Kesulitan terbesar yang pernah ia hadapi bukanlah masalah keuangan, karena penyanyi Dinh Thi Van percaya bahwa: "Ca Tru tidak bisa menjadi mata pencaharian". Mereka yang melekat pada Ca Tru dari lubuk hati memahami bahwa ini adalah seni untuk dilestarikan, untuk dicintai dan dihargai, bukan profesi untuk mencari nafkah. Namun, yang paling mengkhawatirkannya adalah ketidakpedulian dan dinginnya sebagian anak muda terhadap nilai-nilai budaya tradisional. "Banyak anak muda yang belum pernah mendengar pertunjukan Ca Tru secara lengkap, dan bahkan tidak tahu apa itu Ca Tru," ungkapnya.

Menurutnya, hal itu lebih menyakitkan daripada kekhawatiran lain tentang makanan dan sandang, karena tanpa pendengar, tanpa pembelajar, betapa pun besar kontribusi seniman, semua itu bagai bunga yang mekar di malam hari, indah namun tak seorang pun melihatnya, lalu layu dengan sendirinya.
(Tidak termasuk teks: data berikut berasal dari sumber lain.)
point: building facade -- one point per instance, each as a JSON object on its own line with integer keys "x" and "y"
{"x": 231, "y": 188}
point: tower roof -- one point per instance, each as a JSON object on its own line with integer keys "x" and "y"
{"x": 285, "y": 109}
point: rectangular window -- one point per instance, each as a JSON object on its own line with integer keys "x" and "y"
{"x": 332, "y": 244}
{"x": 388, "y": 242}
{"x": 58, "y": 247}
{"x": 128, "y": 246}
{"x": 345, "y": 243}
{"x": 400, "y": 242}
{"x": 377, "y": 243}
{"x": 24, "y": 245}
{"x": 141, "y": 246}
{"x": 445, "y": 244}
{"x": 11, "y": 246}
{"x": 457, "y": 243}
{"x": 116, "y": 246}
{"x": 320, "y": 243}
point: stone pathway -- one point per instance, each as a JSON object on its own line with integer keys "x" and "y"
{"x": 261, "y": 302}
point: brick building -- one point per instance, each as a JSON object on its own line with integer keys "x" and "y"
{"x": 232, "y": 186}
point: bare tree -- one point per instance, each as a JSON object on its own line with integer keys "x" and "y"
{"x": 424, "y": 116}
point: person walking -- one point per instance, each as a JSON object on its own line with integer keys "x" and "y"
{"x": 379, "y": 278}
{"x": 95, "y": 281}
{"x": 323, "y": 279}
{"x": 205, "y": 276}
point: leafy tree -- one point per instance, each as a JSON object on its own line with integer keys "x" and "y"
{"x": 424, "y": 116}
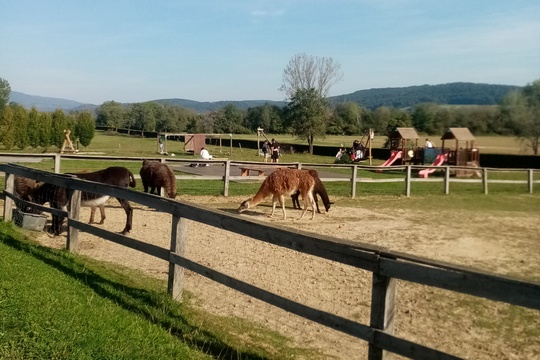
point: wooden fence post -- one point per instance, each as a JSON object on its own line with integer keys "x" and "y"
{"x": 72, "y": 240}
{"x": 484, "y": 180}
{"x": 178, "y": 243}
{"x": 408, "y": 181}
{"x": 226, "y": 178}
{"x": 353, "y": 181}
{"x": 8, "y": 203}
{"x": 57, "y": 158}
{"x": 447, "y": 180}
{"x": 383, "y": 296}
{"x": 531, "y": 180}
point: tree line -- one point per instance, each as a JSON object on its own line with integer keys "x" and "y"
{"x": 308, "y": 114}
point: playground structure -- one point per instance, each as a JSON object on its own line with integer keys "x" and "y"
{"x": 192, "y": 142}
{"x": 403, "y": 146}
{"x": 68, "y": 145}
{"x": 360, "y": 151}
{"x": 260, "y": 135}
{"x": 465, "y": 152}
{"x": 466, "y": 155}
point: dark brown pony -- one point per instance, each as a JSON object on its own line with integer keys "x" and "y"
{"x": 319, "y": 189}
{"x": 156, "y": 175}
{"x": 57, "y": 196}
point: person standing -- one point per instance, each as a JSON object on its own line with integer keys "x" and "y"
{"x": 274, "y": 147}
{"x": 265, "y": 149}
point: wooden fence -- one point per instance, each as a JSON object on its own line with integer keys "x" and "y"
{"x": 386, "y": 266}
{"x": 408, "y": 171}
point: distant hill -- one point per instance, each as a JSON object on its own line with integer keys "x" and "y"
{"x": 460, "y": 93}
{"x": 453, "y": 94}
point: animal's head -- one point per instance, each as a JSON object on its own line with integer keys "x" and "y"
{"x": 327, "y": 206}
{"x": 244, "y": 206}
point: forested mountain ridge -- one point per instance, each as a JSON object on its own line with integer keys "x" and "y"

Ia memahami bahwa untuk melestarikan sebuah bentuk seni, dibutuhkan bukan hanya pengirimnya, tetapi juga penerimanya. Dan dalam kesunyian masa mudanya, ia melihat bayang-bayang masa depan yang mungkin tak lagi diiringi suara kentongan dan sitar batu. Itulah yang membuatnya patah hati dan terus berjuang.

Namun, Dinh Thi Van tidak menyerah, ia tetap bernyanyi dan menabur dalam diam. Baginya, ca tru adalah lilin, meskipun berkelap-kelip di arus modernitas, ia tetap harus dilestarikan dengan kekuatan manusia. “Saya percaya bahwa semangat patriotisme selalu ada dalam diri setiap orang Vietnam. Ketika kita benar-benar mencintai negara kita, kita akan menemukan jalan kembali ke nilai-nilai yang paling sederhana dan hakiki, termasuk ca tru sebagai bagian tak terpisahkan dari jiwa budaya Vietnam.”

Klip momen artis Dinh Thi Van menampilkan Ca Tru dalam film dokumenter "Sênh Phách Rền Vọng" yang diproduksi oleh VTV.